Without the management of users and access policies associated, it was not possible to have a fully automated NiFi cluster setup due to:

  • Node scaling: when a new node joins the cluster it needs to have some roles like proxy user request, view data etc., by managing users and access policies we can easily create a user for this node with the right accesses.
  • Operator admin rights: For the operator to manage efficiently the cluster it needs a lot of rights as deploying process groups, empty the queues etc., these rights are not available by default when you set a user as InitialAdmin. Once again by giving the ability to define users and access policies we go through this.
  • User's access: as seen just below we need to define the operator as InitialAdmin, in this situation there is no more users that can access to the web UI to manually give access to other users. That's why we extend the InitialAdmin concept into the operator, giving the ability to define a list of users as admins.

In addition to these requirements to have a fully automated and managed cluster, we introduced some useful features:

  • User management: using NifiUser resource, you are able to create (or bind an existing) user in NiFi cluster and apply some access policies that will be managed and continuously synced by the operator.
  • Group management: using NifiUserGroup resource, you can create groups in NiFi cluster and apply access policies and a list of NifiUser that will be managed and continuously synced by the operator.
  • Default group: As the definition of NifiUser and NifiUserGroup resources could be heavy for some simple use cases, we also decided to define two default groups that you can feed with a list of users that will be created and managed by the operator (no kubernetes resources to create):
    • Admins: a group giving access to everything on the NiFi Cluster,
    • Readers: a group giving access as viewer on the NiFi Cluster.

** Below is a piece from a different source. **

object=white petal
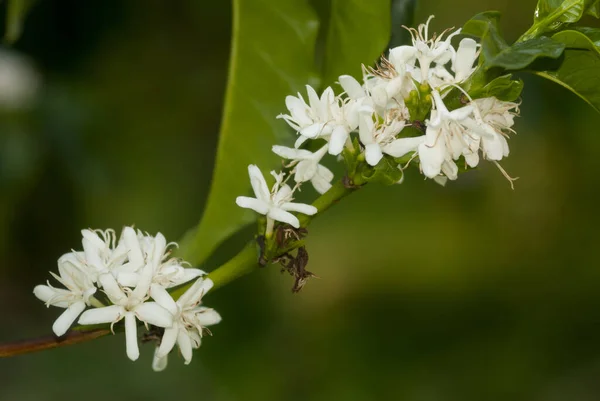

By introducing this feature we are giving you the ability to fully automate your deployment, from the NiFi Cluster to your managed NiFi Dataflow.

Automatic horizontal NiFi cluster scaling via CRD

NiFiKop supports automatically horizontally scaling NifiCluster node groups with a NifiNodeGroupAutoscaler custom resource.

  • Kubernetes native: The NifiNodeGroupAutoscaler controller implements the Kubernetes scale subresource and creates a Kubernetes HorizontalPodAutoscaler to automatically scale the pods that NiFiKop creates for NifiCluster deployments.
  • Metrics-driven autoscaling: The HorizontalPodAutoscaler can be driven by pod usage metrics (e.g. RAM, CPU) or through NiFi application metrics scraped by Prometheus.
  • Flexible NifiCluster node group autoscaling: The NifiNodeGroupAutoscaler scales specific node groups in your NifiCluster and you may have as many autoscalers as you like per NifiCluster deployment. For example, a NifiNodeGroupAutoscaler may manage high-memory or high-cpu sets of nodes for volume burst scenarios or it may manage every node in your cluster.

Through this set of features, you may elect to have NiFiKop configure automatic horizontal autoscaling for any subset of nodes in your NifiCluster deployment.